Although he hadn't seen the pictures himself, he kept imagining them over and over and over. His wife and Louis Sanborn in the library. Dear God.

Jodie herself could have arranged to have the pictures taken.

It would be retaliation. Revenge. Evening the score. Payback. My turn, Sterling. See? Here's the proof.

He'd had a short-lived affair with a woman in the office, after their rescue last November. It had lasted six weeks. She was gone now-Jodie had made him fire her. He said he'd drifted because of their near-death experience, and it was nothing as ordinary as a midlife crisis, nothing as tawdry as sex on the side. She claimed to believe him, to have forgiven him. More lies? More deception?

He spotted her down on the trail, circling toward him, moving fast, not hurrying but determined. She was hatless, and the wind caught the ends of her hair. He wondered what she would do if he jumped. He could time it just right and smash onto the rocks at her feet, let her screams of horror be what he heard last as he died.

She could cry buckets at his funeral and get herself a boy toy, play the rich widow, spend all her poor dead husband's money. But she had plenty of her own-she came from a well-heeled family, far better off than his own had been. He'd been so proud when he married her.

He wondered if he'd ever come close to understanding her.

She joined him on his rounded section of rock. "May I?"

"There you go, Jodie. You do what you want, then ask if it's all right."

"I'm sorry," she whispered, although her tone and expression didn't change. She had it all under control, he thought. She stood next to him, squinting out at the mountains, panting slightly from exertion. "Gorgeous, isn't it?"

"I can't focus on the scenery. I keep seeing you-"

"Don't. Don't do it to yourself, Sterling. That's what I did when it was you and your bimbo, and it does no good."

He wondered if he could get away with pushing her. Probably not. Learn your wife screwed a man minutes before he was murdered, that there are pictures-then, oops, she dies in an accident on Cold Ridge. Nobody'd believe it.
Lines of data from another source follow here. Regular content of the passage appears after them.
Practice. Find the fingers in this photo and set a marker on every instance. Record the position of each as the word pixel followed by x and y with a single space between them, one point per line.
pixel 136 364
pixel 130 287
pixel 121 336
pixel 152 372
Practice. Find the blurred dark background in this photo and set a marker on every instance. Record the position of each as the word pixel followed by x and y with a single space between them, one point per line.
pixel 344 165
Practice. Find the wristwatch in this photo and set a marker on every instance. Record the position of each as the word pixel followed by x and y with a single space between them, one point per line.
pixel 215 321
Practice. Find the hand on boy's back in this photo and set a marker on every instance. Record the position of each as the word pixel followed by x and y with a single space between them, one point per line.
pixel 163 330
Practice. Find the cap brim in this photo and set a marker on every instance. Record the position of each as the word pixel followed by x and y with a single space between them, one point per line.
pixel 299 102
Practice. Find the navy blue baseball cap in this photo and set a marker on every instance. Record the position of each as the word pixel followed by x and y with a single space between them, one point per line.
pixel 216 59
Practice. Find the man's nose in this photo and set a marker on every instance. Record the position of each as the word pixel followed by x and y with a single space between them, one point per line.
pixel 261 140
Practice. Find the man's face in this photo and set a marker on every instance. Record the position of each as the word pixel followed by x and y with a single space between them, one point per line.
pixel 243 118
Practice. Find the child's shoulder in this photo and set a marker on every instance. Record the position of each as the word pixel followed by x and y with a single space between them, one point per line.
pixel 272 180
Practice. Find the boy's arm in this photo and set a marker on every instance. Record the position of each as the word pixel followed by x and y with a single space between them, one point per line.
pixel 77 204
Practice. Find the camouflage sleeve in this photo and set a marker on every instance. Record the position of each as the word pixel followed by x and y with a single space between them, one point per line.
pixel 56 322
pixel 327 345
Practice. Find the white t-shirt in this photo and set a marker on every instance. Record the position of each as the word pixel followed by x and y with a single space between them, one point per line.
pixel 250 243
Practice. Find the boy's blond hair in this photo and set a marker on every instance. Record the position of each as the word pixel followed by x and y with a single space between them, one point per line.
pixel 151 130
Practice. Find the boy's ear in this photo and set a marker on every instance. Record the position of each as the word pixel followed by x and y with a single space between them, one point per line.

"It was like it was happening to someone else." She spoke quietly, staring out at the mountains. She had on her parka and carried water in a hip pack, marginally better prepared than he was for the conditions. "I felt as if I was floating on the ceiling, looking down at myself, at this woman I knew but didn't know. I was horrified, a little fascinated. And frightened because I knew what a risk she-what a risk I was taking."